In current git, I'm getting a crash in the free_xattr() just before the end of recv_generator():

(gdb) bt
#0  0x0000000000445d98 in rsync_xal_free (xalp=0x1986e60) at xattrs.c:101
#1  0x0000000000445df9 in free_xattr (sxp=0x7ffff250d2d0) at xattrs.c:111
#2  0x0000000000415ab7 in recv_generator (fname=0x7ffff250f540 "xxxxxx", file=0x7f457b201db8, ndx=8, 
    itemizing=1, code=FLOG, f_out=1) at generator.c:1892
#3  0x0000000000416e96 in generate_files (f_out=1, local_name=0x0) at generator.c:2229
#4  0x000000000042521c in do_recv (f_in=3, f_out=1, local_name=0x0) at main.c:945
#5  0x000000000042561b in do_server_recv (f_in=0, f_out=1, argc=1, argv=0x195a248) at main.c:1057
#6  0x000000000042575d in start_server (f_in=0, f_out=1, argc=2, argv=0x195a240) at main.c:1091
#7  0x0000000000426a28 in main (argc=2, argv=0x195a240) at main.c:1630
(gdb) p *xalp
$1 = {items = 0x0, count = 1, malloced = 5}

Note that *xalp has count==1 but items==NULL, which is at odds with what rsync_xal_free() is expecting to see.

At the moment I'm only able to trigger this when running with --link-by-hash, either my previous hacked together version (#8654, #8655) or today's newly committed version (many thanks for that!). However, tracing the code through, I think that's just the trigger and the underlying problem is in the unpatched master code.

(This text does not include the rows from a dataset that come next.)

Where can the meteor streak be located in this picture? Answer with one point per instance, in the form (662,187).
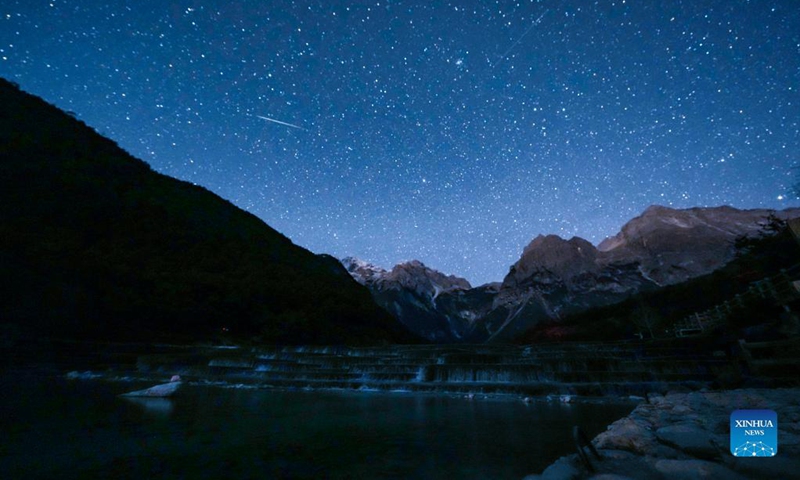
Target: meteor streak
(279,122)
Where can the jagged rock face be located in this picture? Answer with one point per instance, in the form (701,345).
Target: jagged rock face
(555,277)
(436,306)
(415,276)
(363,272)
(672,246)
(551,258)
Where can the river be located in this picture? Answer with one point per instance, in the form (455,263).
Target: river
(56,427)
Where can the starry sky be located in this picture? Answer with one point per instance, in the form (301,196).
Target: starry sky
(449,132)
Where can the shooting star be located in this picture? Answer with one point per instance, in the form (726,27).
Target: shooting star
(504,55)
(279,122)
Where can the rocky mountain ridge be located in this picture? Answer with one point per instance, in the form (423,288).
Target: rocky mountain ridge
(555,277)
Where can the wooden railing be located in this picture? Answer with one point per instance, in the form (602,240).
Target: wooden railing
(779,289)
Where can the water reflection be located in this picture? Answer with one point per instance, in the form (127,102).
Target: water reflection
(156,407)
(242,433)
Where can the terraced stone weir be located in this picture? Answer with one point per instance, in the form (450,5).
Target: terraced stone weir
(573,369)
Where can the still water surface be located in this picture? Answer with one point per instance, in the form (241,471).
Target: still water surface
(59,428)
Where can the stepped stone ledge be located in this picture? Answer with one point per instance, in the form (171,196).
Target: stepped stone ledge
(583,370)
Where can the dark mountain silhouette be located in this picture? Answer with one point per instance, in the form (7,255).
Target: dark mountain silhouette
(96,245)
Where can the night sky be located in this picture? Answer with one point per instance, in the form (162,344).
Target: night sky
(449,132)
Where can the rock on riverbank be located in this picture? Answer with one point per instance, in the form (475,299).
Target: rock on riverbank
(686,436)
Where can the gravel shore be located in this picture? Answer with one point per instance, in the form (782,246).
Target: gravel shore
(686,436)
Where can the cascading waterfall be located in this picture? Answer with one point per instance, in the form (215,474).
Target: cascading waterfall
(531,370)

I can reproduce the problem at will with:

/tmp/rsync-testing --rsync-path=/tmp/rsync-testing -aHXX --link-by-hash=../link-by-hash --link-dest=../A --link-dest=../B C/ server:${PWD}/C/

...where ../link-by-hash was previously populated with a full sync of 'A'.

Unfortunately it's on a very large data set (although it crashes on the 2nd file into the set) and I haven't yet been able to reduce it to a simple test case.

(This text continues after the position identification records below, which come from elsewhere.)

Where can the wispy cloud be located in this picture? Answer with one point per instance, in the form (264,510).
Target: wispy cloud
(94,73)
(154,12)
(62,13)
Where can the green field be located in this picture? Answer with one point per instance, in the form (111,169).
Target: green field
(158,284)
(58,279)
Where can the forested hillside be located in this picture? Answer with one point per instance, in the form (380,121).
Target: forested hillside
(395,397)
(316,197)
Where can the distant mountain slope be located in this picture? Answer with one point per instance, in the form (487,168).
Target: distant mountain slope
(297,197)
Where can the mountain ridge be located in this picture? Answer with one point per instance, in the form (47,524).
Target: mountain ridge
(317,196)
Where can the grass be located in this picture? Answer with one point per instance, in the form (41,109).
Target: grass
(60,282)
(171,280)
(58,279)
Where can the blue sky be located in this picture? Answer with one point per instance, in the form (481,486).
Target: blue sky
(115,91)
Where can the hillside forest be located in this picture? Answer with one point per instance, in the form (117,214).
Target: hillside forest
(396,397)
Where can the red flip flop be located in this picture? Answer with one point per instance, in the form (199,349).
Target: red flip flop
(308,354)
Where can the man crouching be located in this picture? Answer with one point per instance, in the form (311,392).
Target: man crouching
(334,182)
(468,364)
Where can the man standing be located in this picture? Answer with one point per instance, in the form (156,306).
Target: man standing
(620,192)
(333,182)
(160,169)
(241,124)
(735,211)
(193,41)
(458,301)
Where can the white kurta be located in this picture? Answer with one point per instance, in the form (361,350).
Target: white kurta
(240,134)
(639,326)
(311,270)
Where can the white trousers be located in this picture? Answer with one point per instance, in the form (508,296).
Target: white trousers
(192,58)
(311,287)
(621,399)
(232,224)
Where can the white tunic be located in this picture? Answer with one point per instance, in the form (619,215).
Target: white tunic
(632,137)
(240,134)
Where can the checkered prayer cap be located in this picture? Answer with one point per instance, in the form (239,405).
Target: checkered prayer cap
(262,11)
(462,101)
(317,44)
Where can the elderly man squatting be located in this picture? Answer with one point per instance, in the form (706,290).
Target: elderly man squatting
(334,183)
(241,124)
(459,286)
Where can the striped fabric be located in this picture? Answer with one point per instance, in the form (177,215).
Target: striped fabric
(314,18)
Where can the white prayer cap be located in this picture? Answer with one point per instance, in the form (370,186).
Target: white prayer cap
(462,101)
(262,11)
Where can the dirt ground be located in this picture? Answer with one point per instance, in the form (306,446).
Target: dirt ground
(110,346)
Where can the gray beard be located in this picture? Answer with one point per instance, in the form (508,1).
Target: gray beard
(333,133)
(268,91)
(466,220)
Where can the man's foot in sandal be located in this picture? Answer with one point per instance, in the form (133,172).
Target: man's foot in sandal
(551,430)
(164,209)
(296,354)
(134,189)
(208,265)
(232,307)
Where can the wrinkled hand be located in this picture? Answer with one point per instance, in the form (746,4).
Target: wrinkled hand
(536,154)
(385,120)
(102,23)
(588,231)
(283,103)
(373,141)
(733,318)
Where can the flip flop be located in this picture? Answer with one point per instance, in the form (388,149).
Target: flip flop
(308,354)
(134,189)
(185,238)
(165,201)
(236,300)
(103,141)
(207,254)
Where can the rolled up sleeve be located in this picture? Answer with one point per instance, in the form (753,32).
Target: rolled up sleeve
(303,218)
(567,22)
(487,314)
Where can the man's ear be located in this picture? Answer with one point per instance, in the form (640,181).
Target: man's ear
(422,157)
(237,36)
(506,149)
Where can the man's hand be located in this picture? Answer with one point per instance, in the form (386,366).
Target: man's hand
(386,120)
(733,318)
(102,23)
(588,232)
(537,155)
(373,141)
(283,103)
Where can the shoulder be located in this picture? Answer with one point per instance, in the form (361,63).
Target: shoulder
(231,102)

But looking through the code there's an obvious issue. In generator.c recv_generator(), with just a few lines removed for clarity, we have:

recv_generator() {
1373:   itemize(fnamecmp, file, ndx, statret, &sx,
            statret ? ITEM_LOCAL_CHANGE : 0, 0, NULL);
1657:   real_sx = sx;
1837:   free_xattr(&real_sx);
1892:   free_xattr(&sx);

With xattrs in play, the itemize() ends up mallocing bits of memory and attaching it to sx.xattr.  The "real_sx = sx" does a copy of the top level structure, including the pointer to sx.xattr.  The free_xattr(&real_sx) descends into real_sx.attr (which is pointing to the same location as sx.xattr) and frees up the malloced memory, and then the free_xattr(&sx) tries to do the same thing and we go "pop!".

Note that sx.acc_acl and sx.def_acl have the same issue (I'm not using acls so I'm not seeing the problem there).

I had a look at doing a deep copy of sx into real_sx as my first thought, however that quickly turned into a maze of twisty little mallocs, all alike, and I'm not sure the complexity is necessary.

Another solution might be to ensure only one of sx or real_sx has the pointers to sx.xattr, sx.acc_acl and sx.def_acl, e.g. by simply NULLing them in the other one.

Unfortunately I'm not understanding how sx and real_sx are being used to know if NULLing those pointers in either of sa or real_sa is the right thing to do.

Suggestions welcome!

A fully fledged fix would be even more welcome! :-)


Comment 1 Wayne Davison 2011-12-16 17:15:19 UTC
Thanks for all that very informative detail!

I believe that the fix is to change the assignment to:

real_sx.st = sx.st;

And thus, avoid the duplicating of allocated data.  I made that change in both places where the real_sx = sx assignment was done.  In the first case, it shouldn't change any thing because there shouldn't be any already allocated xattr/acl data on the directory-updating code path (so it was just done for consistency).  In the second case, the real_sx copy is only used for one itemize call, so it should be fine that the call allocates its own data (and seems to be what is expected, since it immediately frees it).

Let me know if you notice any more issues.